Dr. Nada Shabout, associate professor of art history and director of the Contemporary Arab and Muslim Studies Institute at the University of North Texas, will be a guest lecturer next week at St. Thomas.
Her lecture, "The Right to 'Be': Arab Women Artists and Conflicts," at 7 p.m. Friday, April 16, in O'Shaughnessy Educational Center auditorium, explores the intensified attention given to Arab women artists, their position in contemporary discourse on art and their role in forming and critiquing culture. Shabout also will consider the perception – which is disputed and resented by the women themselves -- that they are generally excluded from public life.
"While not much is known about Arab art of the modern age, less is known about Arab's women's perception in the visual arts," Shabout writes.
Shabout's lecture, free and open to the public, is held in connection with “Sabeel: Artistic Journeys From Arab Lands to America” a juried exhibit by Arab-American artists, open through May 24 in St. Thomas' Lobby Gallery in O'Shaughnessy Educational Center. It features 23 mixed-media works exploring the unique experience of Arabs living in America.

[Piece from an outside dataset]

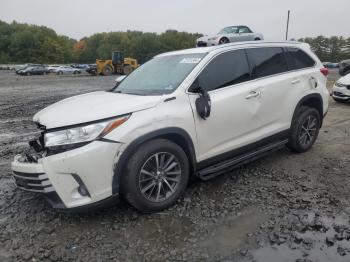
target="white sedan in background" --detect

A reception follows Shabout's lecture. The evening also features Middle Eastern food, music, dance and film.
Shabout is author of Modern Arab Art: Formation of Arab Aesthetics (University of Florida Press, 2007); co-editor of New Vision: Arab Art in the 21st Century (Thames & Hudson, 2009; and founding president of the Association for Modern and Contemporary Art from the Arab World, Iran and Turkey. Since 2003 she has been working on the recovery, documentation and digitization of modern Iraqi heritage, particularly the collection previously held at the Iraqi Museum of Modern Art.